Efficient Variable Automatic Buffers
By Matthew Wilson
Automatic variables, including arrays, are substantially quicker than dynamically allocating storage from the heap. However, since automatic variables actually occupy space in the program stack reserved by the compiler, they are of a fixed size. Though some compilers and platforms provide facilities for dynamically allocating stack space by adjusting the stack pointer, this support is neither standard nor universal, and is quite limited.
In this article, I present auto_buffer, a simple, platform-independent STLSoft template class (http://stlsoft.org/) that attempts to fulfill dynamically sized allocations from an encapsulated array; otherwise, it allocates space from its parameterizing allocator. Because auto_buffer lets programmers specify the size of the encapsulated memory as a parameter to the template, this scheme gives you more control over memory allocation. Such control is especially significant in circumstances of limited stack or when stack allocations over system page size are undesirable. You can also use instances of auto_buffer in object composition as well as with variable automatic variables.
Stack variables are allocated from the executing thread's stack, in the scope of the local block within which they are defined, by adjustment of the stack pointer. Global variables are fixed in program global memory and allocated by reservation of space in the global memory area. In Listing 1, m1 is a global variable, m2 a stack variable, and m3 (a stack variable that points to) heap memory. Here, I focus on the implications of the use of stack memory, although some of the issues I discuss also apply to global memory.

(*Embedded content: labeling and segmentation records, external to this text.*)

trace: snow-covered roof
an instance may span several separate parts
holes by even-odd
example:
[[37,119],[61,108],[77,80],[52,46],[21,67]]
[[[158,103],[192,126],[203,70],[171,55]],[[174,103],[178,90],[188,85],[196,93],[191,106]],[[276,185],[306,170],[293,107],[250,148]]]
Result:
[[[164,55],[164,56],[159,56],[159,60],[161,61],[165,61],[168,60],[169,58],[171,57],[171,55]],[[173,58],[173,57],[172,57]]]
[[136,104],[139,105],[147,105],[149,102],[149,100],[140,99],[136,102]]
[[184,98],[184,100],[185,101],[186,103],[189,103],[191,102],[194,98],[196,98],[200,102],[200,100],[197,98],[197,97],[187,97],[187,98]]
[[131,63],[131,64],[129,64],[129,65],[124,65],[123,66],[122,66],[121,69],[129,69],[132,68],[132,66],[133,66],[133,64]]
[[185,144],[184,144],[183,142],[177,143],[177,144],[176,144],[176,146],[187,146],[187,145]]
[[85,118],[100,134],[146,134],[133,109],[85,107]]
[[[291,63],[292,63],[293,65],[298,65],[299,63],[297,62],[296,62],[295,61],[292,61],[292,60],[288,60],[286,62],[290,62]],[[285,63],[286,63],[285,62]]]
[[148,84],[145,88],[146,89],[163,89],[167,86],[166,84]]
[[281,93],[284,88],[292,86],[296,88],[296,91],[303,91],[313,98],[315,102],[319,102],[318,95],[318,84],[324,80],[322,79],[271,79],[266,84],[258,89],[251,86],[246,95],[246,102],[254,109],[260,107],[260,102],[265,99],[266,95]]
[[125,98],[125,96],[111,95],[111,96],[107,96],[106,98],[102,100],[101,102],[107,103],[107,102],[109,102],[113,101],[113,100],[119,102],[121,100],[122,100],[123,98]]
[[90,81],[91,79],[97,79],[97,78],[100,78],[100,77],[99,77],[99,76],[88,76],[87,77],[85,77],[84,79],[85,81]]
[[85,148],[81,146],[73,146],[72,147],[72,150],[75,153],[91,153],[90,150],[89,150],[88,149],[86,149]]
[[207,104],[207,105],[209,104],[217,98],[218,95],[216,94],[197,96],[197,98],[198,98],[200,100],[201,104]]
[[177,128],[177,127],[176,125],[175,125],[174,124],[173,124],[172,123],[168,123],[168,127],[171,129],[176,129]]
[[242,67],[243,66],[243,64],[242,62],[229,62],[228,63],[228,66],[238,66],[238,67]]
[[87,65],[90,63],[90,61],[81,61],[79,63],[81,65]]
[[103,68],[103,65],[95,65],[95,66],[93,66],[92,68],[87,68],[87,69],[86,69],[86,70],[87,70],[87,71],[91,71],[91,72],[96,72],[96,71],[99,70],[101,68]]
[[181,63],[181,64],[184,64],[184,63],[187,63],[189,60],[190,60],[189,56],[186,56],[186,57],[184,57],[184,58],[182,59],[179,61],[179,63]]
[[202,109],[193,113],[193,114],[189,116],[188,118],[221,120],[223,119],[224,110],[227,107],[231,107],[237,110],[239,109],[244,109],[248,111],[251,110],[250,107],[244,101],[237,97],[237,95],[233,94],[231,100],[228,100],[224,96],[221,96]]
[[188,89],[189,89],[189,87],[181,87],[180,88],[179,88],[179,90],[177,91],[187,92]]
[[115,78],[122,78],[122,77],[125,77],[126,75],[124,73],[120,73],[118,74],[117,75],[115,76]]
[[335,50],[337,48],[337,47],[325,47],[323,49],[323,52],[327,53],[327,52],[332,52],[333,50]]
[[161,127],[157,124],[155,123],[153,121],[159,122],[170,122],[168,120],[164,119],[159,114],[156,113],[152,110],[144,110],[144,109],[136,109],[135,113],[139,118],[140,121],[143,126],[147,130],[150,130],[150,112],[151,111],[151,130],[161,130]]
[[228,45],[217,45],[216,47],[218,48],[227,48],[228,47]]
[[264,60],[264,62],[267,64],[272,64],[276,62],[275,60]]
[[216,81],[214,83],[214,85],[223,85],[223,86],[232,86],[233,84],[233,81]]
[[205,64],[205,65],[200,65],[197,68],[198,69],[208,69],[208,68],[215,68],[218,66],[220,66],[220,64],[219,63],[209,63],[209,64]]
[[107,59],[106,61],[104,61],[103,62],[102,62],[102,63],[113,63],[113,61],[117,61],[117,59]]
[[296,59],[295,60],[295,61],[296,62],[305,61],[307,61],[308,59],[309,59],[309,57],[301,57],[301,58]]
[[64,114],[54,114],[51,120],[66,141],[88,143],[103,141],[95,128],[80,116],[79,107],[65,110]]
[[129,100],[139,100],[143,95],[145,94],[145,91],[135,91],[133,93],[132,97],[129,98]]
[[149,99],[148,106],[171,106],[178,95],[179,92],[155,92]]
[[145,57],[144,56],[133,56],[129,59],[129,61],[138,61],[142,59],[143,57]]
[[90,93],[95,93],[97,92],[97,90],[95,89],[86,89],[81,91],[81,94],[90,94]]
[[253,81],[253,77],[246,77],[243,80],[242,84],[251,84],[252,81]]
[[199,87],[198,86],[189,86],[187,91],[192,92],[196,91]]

Since the allocation of memory for global and stack variables is carried out at compile time, there is no actual "allocation" simply a manipulation of pointers or addresses. Disregarding virtual-memory issues, the memory already exists. Consequently, this form of memory allocation is extremely efficient; in fact, it is the most efficient form of memory allocation. An additional advantage is that you can determine, at compile time, the size of the available memory via the sizeof operator.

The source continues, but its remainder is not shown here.